10 hours ago | parent [-]
[deleted]
easton 17 hours ago | parent | prev | next [-]

I would kill for this as a AWS service, but I admit all my use cases are around being too frugal to pay for the time it takes to initialize a EC2 instance from zero (like CI workers where I don’t want to pay when idle but also the task could possibly run longer than the lambda timeout).

ianseyler 18 hours ago | parent | prev [-]

Working on that now ;)

cptnntsoobv 19 hours ago | parent | prev | next [-]

> Saves the full VM state to disk

Does this include the RAM for the VM? For auto-idle systems like this where to park the RAM tends to be a significant concern. If you don't "retire" the RAM too the idling savings are limited to CPU cycles but if you do, the overheads of moving RAM around can easily wreck any latency budget you may have.

Curious how you are dealing with it.

deivid 11 hours ago | parent | prev | next [-]

Great post. Not sure if 200ms is fast though, you can definitely boot from zero to pid1 in <10ms.

I guess it depends on the workload, if you are snapshotting an already-loaded Python program, the time savings are huge, but if it's a program with fast startup, it's probably slower to snapshot.

> Waking up instantly on real traffic without breaking clients

is this for new TCP connections? Or also for connections opened prior to sleep?

stx5 14 hours ago | parent | prev | next [-]

How is this comparing to Rund? https://www.usenix.org/conference/atc22/presentation/li-ziju...

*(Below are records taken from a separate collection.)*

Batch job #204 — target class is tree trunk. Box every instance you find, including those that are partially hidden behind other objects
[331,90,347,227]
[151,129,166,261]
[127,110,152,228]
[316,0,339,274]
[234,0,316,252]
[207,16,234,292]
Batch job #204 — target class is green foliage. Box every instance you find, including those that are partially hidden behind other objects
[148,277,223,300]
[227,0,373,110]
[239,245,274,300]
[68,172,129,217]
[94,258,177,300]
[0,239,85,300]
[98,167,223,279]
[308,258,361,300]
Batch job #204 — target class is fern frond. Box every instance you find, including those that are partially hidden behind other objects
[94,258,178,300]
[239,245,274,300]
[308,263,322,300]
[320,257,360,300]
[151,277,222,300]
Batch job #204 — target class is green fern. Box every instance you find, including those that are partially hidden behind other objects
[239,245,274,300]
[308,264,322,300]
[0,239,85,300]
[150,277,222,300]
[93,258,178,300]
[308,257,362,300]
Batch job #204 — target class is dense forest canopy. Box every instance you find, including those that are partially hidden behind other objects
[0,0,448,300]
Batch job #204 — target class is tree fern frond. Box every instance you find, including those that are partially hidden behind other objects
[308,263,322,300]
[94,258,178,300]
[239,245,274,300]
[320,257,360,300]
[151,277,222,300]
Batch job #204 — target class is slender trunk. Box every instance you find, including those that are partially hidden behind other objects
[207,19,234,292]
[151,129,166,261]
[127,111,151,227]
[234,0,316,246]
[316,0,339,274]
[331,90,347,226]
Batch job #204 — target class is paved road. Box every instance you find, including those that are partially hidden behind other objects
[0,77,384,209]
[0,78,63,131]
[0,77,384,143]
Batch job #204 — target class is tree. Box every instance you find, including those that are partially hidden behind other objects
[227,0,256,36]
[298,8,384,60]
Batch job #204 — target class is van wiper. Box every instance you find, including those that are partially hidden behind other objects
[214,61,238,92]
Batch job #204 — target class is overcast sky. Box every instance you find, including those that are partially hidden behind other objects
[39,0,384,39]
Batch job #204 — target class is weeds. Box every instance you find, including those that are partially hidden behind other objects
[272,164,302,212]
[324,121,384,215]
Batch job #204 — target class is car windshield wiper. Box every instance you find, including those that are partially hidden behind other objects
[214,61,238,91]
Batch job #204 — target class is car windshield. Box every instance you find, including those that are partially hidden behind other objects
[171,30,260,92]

newaccount091 20 hours ago | parent | prev | next [-]

> Alongside the eBPF program, we run a lightweight daemon — scaletozero-agent — that monitors those counters. If no new packets show up for a set period, it initiates the sleep process.

> No polling. No heuristics. Just fast, kernel-level idle detection.

Isn't the `scaletozero-agent` daemon effectively polling eBPF map counters...?

markrwilliams 20 hours ago | parent [-]

Nope! There are evented eBPF map types that userspace processes can watch with epoll(2), e.g. https://docs.ebpf.io/linux/map-type/BPF_MAP_TYPE_RINGBUF/#ep...

nikisweeting 16 hours ago | parent | prev [-]

How does this stack up against unikernel-based VM snapshots?